Harakatuna.com. Teheran — Pemerintah Iran telah menyetujui putaran baru perundingan nuklir dengan tiga negara penandatangan kesepakatan nuklir Eropa—Prancis, Inggris, dan Jerman—atau yang dikenal sebagai Troika Eropa. Pengumuman tersebut disampaikan oleh televisi pemerintah Iran pada Senin (21/7) malam.
Negosiasi dijadwalkan berlangsung pada Jumat (25/7) di Istanbul, Turki, dan akan digelar di tingkat asisten menteri luar negeri. Delegasi Iran akan dipimpin oleh Wakil Menteri Luar Negeri Bidang Politik, Majid Takht-e Ravanchi, serta Wakil Menteri Luar Negeri Bidang Hukum dan Internasional, Kazem Gharibabadi.
“Pertemuan ini merupakan tanggapan terhadap permintaan resmi dari Troika Eropa,” lapor koresponden Al Mayadeen dari Teheran, mengonfirmasi persetujuan Iran atas permintaan tersebut.
Perundingan akan difokuskan pada program nuklir Iran dan akan berlangsung secara terpisah dari jalur negosiasi tidak langsung yang masih berjalan antara Teheran dan Washington.
Sebelumnya, pada Ahad (20/7), Troika Eropa merilis pernyataan bersama yang menyerukan Iran untuk kembali ke meja perundingan guna mencapai kesepakatan komprehensif. Pernyataan tersebut menyoroti “semua kekhawatiran terkait program nuklir Iran” dan menyatakan kesiapan Eropa untuk membantu menciptakan kondisi yang kondusif bagi tercapainya kesepakatan.
Meski jalur diplomasi Iran mengalami kebuntuan dalam beberapa bulan terakhir, inisiatif terbaru ini dipandang sebagai sinyal positif dari kedua pihak untuk melanjutkan upaya penyelesaian melalui dialog.
Namun demikian, Menteri Luar Negeri Iran, Abbas Araghchi, pada Jumat lalu menyampaikan kritik tajam terhadap narasi Barat yang menyalahkan Iran atas kegagalan perundingan sebelumnya.
Dalam pernyataan yang dibagikannya melalui platform X (dulu Twitter), Araghchi menegaskan bahwa Iran tetap berkomitmen pada jalur diplomatik. Ia menuding Amerika Serikat sebagai pihak yang bertanggung jawab atas kegagalan kesepakatan nuklir 2015 dan stagnasi negosiasi saat ini.
“Amerika Serikat-lah yang menarik diri dari kesepakatan dua tahun yang dirundingkan di bawah koordinasi Uni Eropa pada 2015, bukan Iran,” kata Araghchi. “Dan Washington juga yang meninggalkan meja perundingan pada Juni lalu dan malah memilih jalur militer.”
Di sisi lain, Raouf Sheibani, utusan khusus Menteri Luar Negeri Iran untuk kawasan Asia Barat, memperingatkan bahwa Teheran tidak akan tunduk pada tekanan atau ancaman dari Barat, termasuk aktivasi mekanisme snapback—mekanisme yang memungkinkan sanksi PBB diberlakukan kembali.

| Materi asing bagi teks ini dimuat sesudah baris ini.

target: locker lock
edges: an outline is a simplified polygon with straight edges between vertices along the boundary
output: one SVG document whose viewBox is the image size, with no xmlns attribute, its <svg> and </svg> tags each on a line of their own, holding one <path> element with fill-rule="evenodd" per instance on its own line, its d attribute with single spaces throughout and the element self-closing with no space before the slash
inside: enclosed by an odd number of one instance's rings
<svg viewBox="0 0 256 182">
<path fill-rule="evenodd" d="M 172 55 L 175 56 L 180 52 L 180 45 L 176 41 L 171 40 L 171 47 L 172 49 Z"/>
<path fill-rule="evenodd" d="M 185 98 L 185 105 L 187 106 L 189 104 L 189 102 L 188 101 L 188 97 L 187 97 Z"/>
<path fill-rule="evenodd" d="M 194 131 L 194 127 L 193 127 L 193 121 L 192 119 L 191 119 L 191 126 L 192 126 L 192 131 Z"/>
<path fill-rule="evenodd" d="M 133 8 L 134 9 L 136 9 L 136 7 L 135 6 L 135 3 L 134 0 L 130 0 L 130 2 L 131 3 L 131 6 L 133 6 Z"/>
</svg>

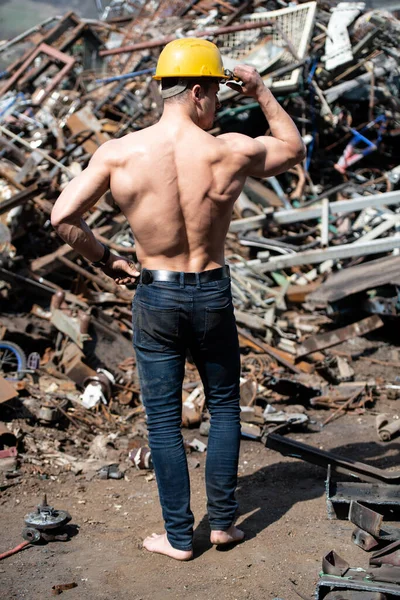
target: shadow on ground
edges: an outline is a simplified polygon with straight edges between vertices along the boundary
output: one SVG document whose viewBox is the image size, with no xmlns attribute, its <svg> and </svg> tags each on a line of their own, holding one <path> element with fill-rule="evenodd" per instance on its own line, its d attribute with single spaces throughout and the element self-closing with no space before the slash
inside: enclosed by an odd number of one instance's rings
<svg viewBox="0 0 400 600">
<path fill-rule="evenodd" d="M 400 464 L 400 443 L 346 444 L 332 448 L 330 452 L 380 469 L 398 467 Z M 239 502 L 238 517 L 248 515 L 240 522 L 246 540 L 253 539 L 281 519 L 297 502 L 323 496 L 325 479 L 325 469 L 301 461 L 275 463 L 240 477 L 236 497 Z M 211 548 L 207 515 L 196 527 L 194 540 L 195 558 Z"/>
</svg>

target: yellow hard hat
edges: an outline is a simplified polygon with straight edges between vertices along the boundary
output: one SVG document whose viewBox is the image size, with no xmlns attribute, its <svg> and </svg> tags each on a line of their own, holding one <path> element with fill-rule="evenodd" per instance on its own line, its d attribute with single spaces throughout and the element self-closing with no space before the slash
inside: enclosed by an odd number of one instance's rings
<svg viewBox="0 0 400 600">
<path fill-rule="evenodd" d="M 215 44 L 199 38 L 174 40 L 165 46 L 154 79 L 163 77 L 218 77 L 224 72 L 221 54 Z"/>
</svg>

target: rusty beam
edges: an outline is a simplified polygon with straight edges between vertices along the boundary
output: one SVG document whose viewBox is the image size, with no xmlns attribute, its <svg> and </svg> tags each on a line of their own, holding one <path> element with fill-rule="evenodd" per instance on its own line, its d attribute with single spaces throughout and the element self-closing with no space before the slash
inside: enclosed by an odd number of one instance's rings
<svg viewBox="0 0 400 600">
<path fill-rule="evenodd" d="M 258 21 L 257 23 L 246 23 L 242 25 L 232 25 L 230 27 L 218 27 L 217 29 L 207 29 L 204 31 L 192 31 L 188 32 L 188 36 L 191 37 L 215 37 L 218 35 L 224 35 L 226 33 L 234 33 L 235 31 L 248 31 L 250 29 L 262 29 L 271 25 L 271 21 Z M 101 50 L 100 56 L 110 56 L 112 54 L 123 54 L 125 52 L 136 52 L 137 50 L 146 50 L 147 48 L 159 48 L 165 46 L 169 42 L 176 39 L 176 36 L 171 35 L 169 37 L 161 38 L 158 40 L 147 40 L 145 42 L 139 42 L 137 44 L 131 44 L 129 46 L 120 46 L 119 48 L 111 48 L 109 50 Z"/>
<path fill-rule="evenodd" d="M 335 331 L 328 331 L 321 335 L 311 336 L 298 347 L 296 357 L 299 358 L 311 354 L 311 352 L 315 352 L 316 350 L 324 350 L 325 348 L 336 346 L 336 344 L 341 344 L 353 337 L 365 335 L 370 331 L 374 331 L 375 329 L 382 327 L 382 325 L 382 319 L 380 319 L 378 315 L 373 315 L 372 317 L 367 317 L 357 323 L 335 329 Z"/>
<path fill-rule="evenodd" d="M 34 104 L 41 103 L 53 90 L 58 86 L 60 81 L 65 77 L 65 75 L 72 69 L 75 64 L 75 58 L 72 56 L 68 56 L 47 44 L 39 44 L 36 50 L 26 59 L 26 61 L 20 66 L 20 68 L 14 73 L 14 75 L 6 81 L 4 86 L 0 90 L 0 94 L 5 94 L 8 90 L 12 89 L 17 81 L 20 79 L 23 73 L 29 68 L 29 66 L 33 63 L 33 61 L 40 55 L 46 54 L 55 62 L 61 62 L 64 64 L 64 67 L 60 70 L 60 72 L 53 77 L 48 86 L 43 91 L 43 94 L 40 96 L 39 100 L 36 100 Z"/>
</svg>

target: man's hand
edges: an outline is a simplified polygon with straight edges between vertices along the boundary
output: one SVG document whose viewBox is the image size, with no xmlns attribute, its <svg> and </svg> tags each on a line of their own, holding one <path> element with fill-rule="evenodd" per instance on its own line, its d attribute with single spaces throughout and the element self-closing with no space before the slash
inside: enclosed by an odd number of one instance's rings
<svg viewBox="0 0 400 600">
<path fill-rule="evenodd" d="M 112 253 L 107 265 L 102 267 L 101 270 L 108 277 L 114 279 L 118 285 L 132 285 L 140 277 L 140 272 L 137 270 L 134 262 Z"/>
<path fill-rule="evenodd" d="M 233 74 L 242 81 L 242 85 L 229 82 L 227 85 L 233 90 L 256 99 L 262 93 L 269 92 L 269 89 L 264 85 L 260 73 L 256 71 L 254 67 L 250 67 L 249 65 L 237 65 Z"/>
</svg>

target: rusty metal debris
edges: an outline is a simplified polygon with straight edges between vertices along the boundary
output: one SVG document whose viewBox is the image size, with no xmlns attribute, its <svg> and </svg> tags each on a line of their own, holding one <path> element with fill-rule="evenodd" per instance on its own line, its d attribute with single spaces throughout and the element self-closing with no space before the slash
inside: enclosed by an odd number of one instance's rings
<svg viewBox="0 0 400 600">
<path fill-rule="evenodd" d="M 176 36 L 213 40 L 229 70 L 254 65 L 308 148 L 289 172 L 247 179 L 227 237 L 243 437 L 304 428 L 311 413 L 330 426 L 384 394 L 395 399 L 391 375 L 360 367 L 400 366 L 387 356 L 400 314 L 400 26 L 383 8 L 342 4 L 99 0 L 98 20 L 68 12 L 0 44 L 0 404 L 14 436 L 0 435 L 1 485 L 61 470 L 118 478 L 127 458 L 151 468 L 131 345 L 135 291 L 62 244 L 49 217 L 101 144 L 160 117 L 152 74 Z M 251 98 L 222 86 L 219 98 L 212 135 L 265 132 Z M 101 243 L 136 260 L 110 192 L 85 219 Z M 357 346 L 366 337 L 373 356 Z M 182 421 L 207 434 L 190 359 Z M 380 438 L 395 425 L 380 422 Z"/>
</svg>

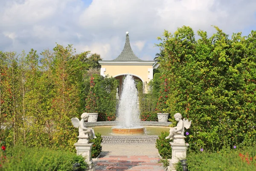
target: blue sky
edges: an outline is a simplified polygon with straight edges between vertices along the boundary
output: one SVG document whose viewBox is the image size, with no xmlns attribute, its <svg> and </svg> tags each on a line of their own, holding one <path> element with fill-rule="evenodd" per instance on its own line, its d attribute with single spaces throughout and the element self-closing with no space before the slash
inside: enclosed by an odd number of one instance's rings
<svg viewBox="0 0 256 171">
<path fill-rule="evenodd" d="M 128 31 L 134 53 L 151 60 L 164 29 L 185 25 L 211 36 L 214 25 L 247 35 L 256 30 L 256 6 L 255 0 L 0 0 L 0 50 L 40 53 L 57 42 L 111 60 Z"/>
</svg>

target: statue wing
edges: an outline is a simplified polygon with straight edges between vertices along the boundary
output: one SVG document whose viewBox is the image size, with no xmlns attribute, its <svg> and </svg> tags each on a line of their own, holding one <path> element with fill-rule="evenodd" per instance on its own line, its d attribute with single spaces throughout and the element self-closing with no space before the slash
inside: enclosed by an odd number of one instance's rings
<svg viewBox="0 0 256 171">
<path fill-rule="evenodd" d="M 77 118 L 71 118 L 71 121 L 72 121 L 72 124 L 75 128 L 78 128 L 79 126 L 79 123 L 80 121 Z"/>
<path fill-rule="evenodd" d="M 190 127 L 190 125 L 191 125 L 191 121 L 189 122 L 188 119 L 186 120 L 185 118 L 183 118 L 183 123 L 184 124 L 184 127 L 185 127 L 186 129 L 188 129 Z"/>
</svg>

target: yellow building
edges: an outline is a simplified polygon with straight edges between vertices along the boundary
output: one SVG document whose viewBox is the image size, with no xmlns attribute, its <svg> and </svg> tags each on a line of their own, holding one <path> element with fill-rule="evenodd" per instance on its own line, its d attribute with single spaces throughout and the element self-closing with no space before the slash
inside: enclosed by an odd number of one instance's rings
<svg viewBox="0 0 256 171">
<path fill-rule="evenodd" d="M 129 33 L 126 32 L 125 43 L 124 48 L 119 56 L 112 61 L 99 61 L 101 65 L 100 74 L 102 76 L 109 76 L 119 81 L 120 93 L 122 90 L 122 78 L 124 76 L 129 73 L 135 79 L 139 79 L 146 86 L 151 79 L 153 79 L 153 70 L 156 68 L 154 61 L 143 61 L 139 59 L 134 53 L 129 39 Z M 145 87 L 144 87 L 145 88 Z M 146 93 L 146 89 L 144 88 Z"/>
</svg>

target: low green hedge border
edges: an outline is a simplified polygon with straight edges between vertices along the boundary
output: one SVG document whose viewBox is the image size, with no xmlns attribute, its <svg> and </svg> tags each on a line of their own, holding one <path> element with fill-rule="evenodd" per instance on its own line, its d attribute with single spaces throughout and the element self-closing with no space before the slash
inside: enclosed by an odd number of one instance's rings
<svg viewBox="0 0 256 171">
<path fill-rule="evenodd" d="M 17 146 L 6 151 L 1 171 L 71 171 L 76 163 L 81 170 L 87 168 L 81 156 L 63 150 Z"/>
<path fill-rule="evenodd" d="M 239 149 L 224 148 L 219 151 L 195 151 L 187 156 L 188 170 L 193 171 L 256 171 L 256 146 Z M 177 171 L 183 170 L 180 167 Z"/>
</svg>

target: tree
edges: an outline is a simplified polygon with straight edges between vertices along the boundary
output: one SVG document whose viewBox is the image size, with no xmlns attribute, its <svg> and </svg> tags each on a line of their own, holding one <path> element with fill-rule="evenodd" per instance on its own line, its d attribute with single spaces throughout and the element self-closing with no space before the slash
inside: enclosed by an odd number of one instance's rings
<svg viewBox="0 0 256 171">
<path fill-rule="evenodd" d="M 159 62 L 171 83 L 171 113 L 193 121 L 189 143 L 213 151 L 256 140 L 256 32 L 229 39 L 215 28 L 216 33 L 209 38 L 198 31 L 197 41 L 189 27 L 173 34 L 165 31 L 158 45 L 166 50 Z"/>
</svg>

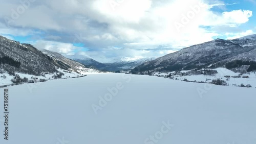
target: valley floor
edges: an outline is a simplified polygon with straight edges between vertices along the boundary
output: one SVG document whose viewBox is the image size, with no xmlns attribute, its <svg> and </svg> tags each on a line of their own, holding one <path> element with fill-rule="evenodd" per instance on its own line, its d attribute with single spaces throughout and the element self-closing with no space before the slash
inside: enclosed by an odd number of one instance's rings
<svg viewBox="0 0 256 144">
<path fill-rule="evenodd" d="M 8 88 L 0 143 L 256 143 L 255 88 L 123 74 Z"/>
</svg>

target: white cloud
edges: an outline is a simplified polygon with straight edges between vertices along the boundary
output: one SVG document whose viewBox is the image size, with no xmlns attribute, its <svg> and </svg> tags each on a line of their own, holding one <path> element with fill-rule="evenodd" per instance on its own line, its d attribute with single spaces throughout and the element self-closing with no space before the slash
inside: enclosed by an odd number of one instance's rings
<svg viewBox="0 0 256 144">
<path fill-rule="evenodd" d="M 10 10 L 20 5 L 16 1 L 0 6 L 3 16 L 10 16 Z M 26 35 L 29 29 L 41 30 L 47 34 L 47 40 L 38 40 L 36 45 L 65 54 L 80 50 L 70 44 L 75 39 L 84 43 L 90 55 L 160 56 L 225 33 L 211 31 L 211 27 L 238 28 L 252 16 L 252 11 L 246 10 L 222 13 L 212 10 L 229 5 L 209 0 L 45 0 L 31 4 L 15 21 L 14 28 L 5 28 L 2 31 Z M 178 23 L 181 25 L 179 29 L 175 25 Z M 0 30 L 3 30 L 1 27 Z M 15 29 L 18 31 L 13 30 Z M 77 38 L 76 35 L 82 36 Z M 243 34 L 234 32 L 226 35 L 230 38 Z M 161 49 L 162 45 L 164 50 Z M 143 51 L 148 49 L 152 50 Z"/>
</svg>

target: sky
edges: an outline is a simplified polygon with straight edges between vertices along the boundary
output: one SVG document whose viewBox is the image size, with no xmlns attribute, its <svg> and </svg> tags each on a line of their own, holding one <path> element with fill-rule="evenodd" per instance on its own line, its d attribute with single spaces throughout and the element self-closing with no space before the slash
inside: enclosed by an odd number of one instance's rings
<svg viewBox="0 0 256 144">
<path fill-rule="evenodd" d="M 255 34 L 255 7 L 256 0 L 4 1 L 0 35 L 67 57 L 158 57 Z"/>
</svg>

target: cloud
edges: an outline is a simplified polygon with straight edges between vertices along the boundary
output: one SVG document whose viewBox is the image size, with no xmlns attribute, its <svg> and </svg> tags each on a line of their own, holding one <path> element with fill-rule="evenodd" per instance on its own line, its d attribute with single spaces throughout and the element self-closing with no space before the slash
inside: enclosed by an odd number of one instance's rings
<svg viewBox="0 0 256 144">
<path fill-rule="evenodd" d="M 73 44 L 82 43 L 89 55 L 146 57 L 212 40 L 226 33 L 224 27 L 229 28 L 230 33 L 224 35 L 234 37 L 237 33 L 232 34 L 233 31 L 252 16 L 248 10 L 213 10 L 236 3 L 184 2 L 36 1 L 8 27 L 3 24 L 7 24 L 5 18 L 11 18 L 12 10 L 23 5 L 18 0 L 6 1 L 0 6 L 0 34 L 39 35 L 37 41 L 33 41 L 36 46 L 63 55 L 82 51 Z"/>
</svg>

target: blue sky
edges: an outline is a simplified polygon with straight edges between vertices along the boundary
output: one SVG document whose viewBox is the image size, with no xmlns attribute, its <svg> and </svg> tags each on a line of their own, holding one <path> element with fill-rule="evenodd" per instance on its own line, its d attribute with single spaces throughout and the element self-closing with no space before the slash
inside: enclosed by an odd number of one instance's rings
<svg viewBox="0 0 256 144">
<path fill-rule="evenodd" d="M 0 35 L 68 56 L 160 57 L 256 33 L 255 0 L 29 1 L 0 6 Z"/>
</svg>

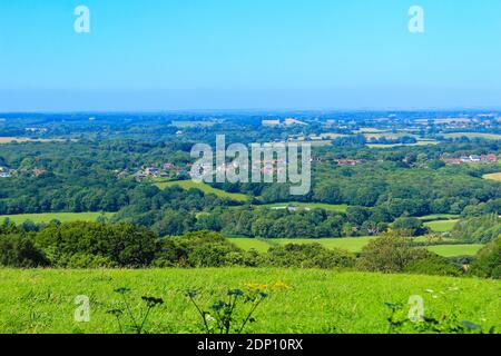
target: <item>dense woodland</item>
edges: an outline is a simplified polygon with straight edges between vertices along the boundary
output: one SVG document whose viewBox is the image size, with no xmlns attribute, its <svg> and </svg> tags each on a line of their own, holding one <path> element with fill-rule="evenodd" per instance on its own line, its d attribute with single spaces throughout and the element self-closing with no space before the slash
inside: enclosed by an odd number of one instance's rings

“Diplomasi tetap menjadi pilihan utama Iran,” ujar Sheibani dalam wawancara dengan Al Mayadeen. “Namun kami siap untuk semua skenario jika negosiasi tidak membuahkan hasil.”
Sheibani juga menyinggung kegagalan tekanan militer Barat selama konflik 12 hari terakhir sebagai contoh tidak efektifnya pendekatan koersif.
“Tekanan militer selama perang 12 hari tidak membawa hasil apa pun, dan bentuk tekanan lainnya juga tidak akan membuat Iran menyerah,” tegasnya.
Dengan perundingan baru yang akan segera dimulai di Istanbul, komunitas internasional kini menantikan apakah inisiatif ini dapat membuka kembali jalan menuju kesepakatan nuklir yang lebih stabil dan berkelanjutan antara Iran dan kekuatan global.